Las mejillas de Joanna se encendieron de furia.
– Gracias por vuestra no solicitada opinión -replicó fríamente-. Debería haber adivinado que, a falta de cualquier evidencia en contra, os pondríais sin dudarlo de su parte.
– Fue imperdonable por parte del comodoro Ware dejar en tales apuros a lady Joanna -murmuró el señor Churchward. El abogado, según pudo observar Alex con no poca curiosidad, no hizo intento alguno por mostrarse imparcial-. Un héroe no hace esas cosas.
El señor Churchward era un hombre que siempre hacía las cosas de la manera correcta y formal, pensó Alex. Y David Ware parecía haber vulnerado ese código al dejar desasistida a su esposa.
– Seguro que tuvo que dejaros alguna pensión, lady Joanna -aventuró con tono brusco-. No puedo creer que Ware os dejara en la más completa indigencia.
Se hizo un corto silencio.
– David me legó una pequeña suma de dinero, es cierto… -se mordió el labio inferior.
Alex experimentó una punzada de alivio al oír aquello. Y en aquel momento se dio perfecta cuenta de lo que había sucedido. Ware debía de haber dejado a su esposa mínimamente abastecida, cubiertas sus necesidades básicas. Pero ella era tan ambiciosa y despilfarradora que eso le había sabido a poco.
– Supongo que esa suma no alcanzará a mantener vuestro extravagante estilo de vida -la miró de arriba abajo, sin escatimar una mueca burlona.

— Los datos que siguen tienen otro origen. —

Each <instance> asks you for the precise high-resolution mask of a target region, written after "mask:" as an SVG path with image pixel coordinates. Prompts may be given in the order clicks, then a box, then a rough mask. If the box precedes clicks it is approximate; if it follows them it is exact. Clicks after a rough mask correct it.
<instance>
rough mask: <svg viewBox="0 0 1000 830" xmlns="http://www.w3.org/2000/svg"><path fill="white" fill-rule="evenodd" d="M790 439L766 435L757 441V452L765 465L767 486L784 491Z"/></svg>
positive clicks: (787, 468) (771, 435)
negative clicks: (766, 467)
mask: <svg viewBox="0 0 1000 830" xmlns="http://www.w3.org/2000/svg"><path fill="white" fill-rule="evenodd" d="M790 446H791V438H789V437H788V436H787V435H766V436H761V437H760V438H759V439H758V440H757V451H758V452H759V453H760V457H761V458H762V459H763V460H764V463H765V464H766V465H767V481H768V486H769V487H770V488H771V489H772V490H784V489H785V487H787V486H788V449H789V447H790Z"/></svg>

– Es cierto que me gusta vivir bien -respondió Joanna con tono altivo, alisándose de nuevo la falda.
– Entonces sólo vos tenéis la culpa. Es una simple cuestión económica. Si no poseéis el dinero, no lo gastéis.
– Gracias por la lección -le espetó Joanna-. Anoche no tuvisteis ningún escrúpulo en recordarme que David me odiaba, lord Grant. Supongo que estaréis encantado de descubrir que existe una evidencia que confirma vuestro aserto.
Alex vio entonces que Churchward se tensaba indignado.
– ¡Milord! -exclamó con tono reprobador-. ¡Qué poco galante vuestra actitud al sugerir tal cosa!
– Efectivamente, pero también acertada -murmuró Joanna con tono tranquilo-. David me odiaba y buscó castigarme por medio de ingeniosas maneras, incluso después de muerto. En eso demostró la misma resolución que lo había hecho famoso -suspiró-. De cualquier modo, será mejor que dejemos de lado este asunto y volvamos al que tenemos entre manos.
– Un momento -Alex alzó una mano. Estaba pensando en la hermosa casa de Half Moon Street y en las comodidades y lujos de la vida que llevaba lady Joanna. Se preguntó quién estaría pagando todo eso si su pensión era realmente tan minúscula como ella afirmaba.
Los parientes más cercanos de David Ware estaban muertos y Alex tenía la impresión de que la propia Joanna, como hija de un conde, procedía de la pequeña nobleza rural relativamente empobrecida. Si Ware la había dejado prácticamente sin nada, el origen de la relativa fortuna de su viuda resultaba cuando menos curioso.